Les souffleries de Modane ont retrouvé leur stabilité: l’injection dans le sous-sol de milliers de m3 de béton a stoppé leur affaissement, reste pour la septuagénaire à garder son coup d’avance dans les essais aéronautiques face aux Etats-Unis et à la Chine.

Nichée au creux de la vallée de la Maurienne, les souffleries, installées après guerre pour les besoins de la défense, contribuent aujourd’hui à l’élaboration des avions civils et à des programmes spatiaux. En moyenne sur 15 ans, le secteur militaire a représenté 35% de son activité.

L’aérodynamique des aéronefs y est étudiée avant le 1er vol et les formes des objets volants y sont déterminées à partir de maquettes soumises à un écoulement d’air pouvant atteindre une vitesse supersonique pour simuler des conditions de vol réelles et mesurer l’effet des flux ou des ondes de choc.

Depuis des années, S1MA la plus puissante soufflerie au monde pour le vol de croisière, appelée “la cathédrale des vents” du fait de ses proportions gigantesques, s’enfonçait doucement dans le sol avec deux à-coups majeurs en 2009 et 2015.

Des travaux de consolidation ont été entrepris en 2016 financés par une subvention de 20 millions d’euros accordée à l’Onera, le centre français de recherche aérospatiale dont dépendent les souffleries, par le ministère de la Défense.
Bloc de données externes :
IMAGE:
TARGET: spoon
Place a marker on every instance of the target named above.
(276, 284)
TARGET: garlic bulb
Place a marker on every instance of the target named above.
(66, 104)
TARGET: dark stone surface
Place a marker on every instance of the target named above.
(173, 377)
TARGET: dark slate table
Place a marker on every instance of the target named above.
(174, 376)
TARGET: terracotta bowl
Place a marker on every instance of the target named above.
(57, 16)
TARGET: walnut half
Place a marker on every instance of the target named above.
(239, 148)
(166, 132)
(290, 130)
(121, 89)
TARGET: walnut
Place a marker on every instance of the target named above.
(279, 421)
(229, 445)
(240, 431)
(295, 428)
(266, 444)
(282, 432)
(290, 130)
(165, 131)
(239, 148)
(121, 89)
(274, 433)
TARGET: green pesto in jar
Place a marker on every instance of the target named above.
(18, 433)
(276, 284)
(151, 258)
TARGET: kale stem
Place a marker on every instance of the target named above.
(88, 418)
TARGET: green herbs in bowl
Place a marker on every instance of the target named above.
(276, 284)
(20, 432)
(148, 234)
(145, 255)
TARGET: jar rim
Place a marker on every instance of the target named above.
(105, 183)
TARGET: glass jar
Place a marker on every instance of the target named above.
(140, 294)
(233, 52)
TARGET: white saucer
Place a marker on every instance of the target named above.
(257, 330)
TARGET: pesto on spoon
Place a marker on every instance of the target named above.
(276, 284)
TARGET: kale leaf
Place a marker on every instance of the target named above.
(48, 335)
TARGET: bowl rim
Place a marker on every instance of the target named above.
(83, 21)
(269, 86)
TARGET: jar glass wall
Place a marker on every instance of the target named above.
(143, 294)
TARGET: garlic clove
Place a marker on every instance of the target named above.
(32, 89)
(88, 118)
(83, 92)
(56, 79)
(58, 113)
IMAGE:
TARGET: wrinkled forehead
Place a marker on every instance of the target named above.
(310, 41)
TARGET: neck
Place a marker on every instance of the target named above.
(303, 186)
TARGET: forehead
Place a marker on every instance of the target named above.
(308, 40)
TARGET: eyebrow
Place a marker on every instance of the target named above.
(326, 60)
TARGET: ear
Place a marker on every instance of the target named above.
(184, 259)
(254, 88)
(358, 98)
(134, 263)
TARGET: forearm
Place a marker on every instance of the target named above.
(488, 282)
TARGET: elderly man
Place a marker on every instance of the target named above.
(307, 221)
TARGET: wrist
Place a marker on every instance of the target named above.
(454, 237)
Aujourd’hui, la soufflerie est “stabilisée” à 104 mm d’enfoncement grâce à l’injection de milliers de tonnes de mortier jusqu’à 50 m de profondeur pour combler des vides créés par la dissolution des roches en profondeur.

“La plus puissante soufflerie au monde n’est plus en danger immédiat d’effondrement”, souligne Patrick Wagner, le directeur des grands moyens techniques de l’Onera.

Les travaux de confortement prévoient en outre la construction de plus de 300 colonnes de béton ancrées à 25 m de profondeur d’ici fin 2019.

– Des ruptures majeures à venir ? –

Mais au-delà de ces travaux d’urgence, 80 millions d’euros sur 10 ans sont nécessaires pour financer la pérennisation des huit souffleries stratégiques françaises (Modane-Avrieux, Le Fauga-Mauzac et Saclay) mais aussi la mise au point de méthodes et techniques d’essais innovants pour “amplifier l’avance et ne pas se laisser rattraper”, selon M. Wagner.

Si le calcul n’est pas près de remplacer l’expérimentation, “pas avant 2080-2100, voire jamais”, il faut investir dans le développement des savoir-faire, ajoute-t-il.

L’objectif est de “garder un coup d’avance” notamment face aux Etats-Unis et la Chine qui investissent dans les souffleries pour faire de la “rupture”.

Pour l’heure, les Chinois, qui développent un avion moyen-courrier, le Comac 919, “n’ont pas les méthodes d’essais”, estime M. Wagner. Il leur faudra une dizaine d’années pour arriver au niveau français et d’ici là il faudra les avoir à nouveau distancés, selon lui.

“C’est la course depuis 40 ans sauf qu’avant il y avait moins de coureurs, c’était plus facile d’être en tête”, ajoute-t-il.

Le défi à relever est celui de l’évolution des configurations des avions. Depuis 60 ans, leur forme n’a pas changé. Rien ne ressemble plus à un Boeing qu’un Airbus et inversement.

“Des ruptures majeures sont nécessaires pour aller au-delà d’une amélioration incrémentale continue”, souligne M. Wagner.

L’intégration du moteur à la cellule de l’avion est une des voies possibles.

L’Onera, dans sa mission de prospective et de recherche dans l’aviation et de “défricheur d’idées”, travaille sur un concept appelé “Nova”, intégrant la motorisation à l’arrière de l’aile ou du fuselage pour “améliorer le bilan propulsif conjoint de la cellule et du moteur”.

Autre idée: l’aile volante, au fuselage aplati. Un projet de recherche (CICAV, conception intégrée d’une configuration d’aile volante) imagine un appareil hybride pour transporter 400 passagers sur 8.000 miles nautiques (15.000 km) à une vitesse de mach 0,85 (1.050 km/h).

“Sur l’architecture classique, tout a été fait”, estime M. Wagner, pour qui il faut désormais investir pour sortir l’aviation civile de ses formes conventionnelles.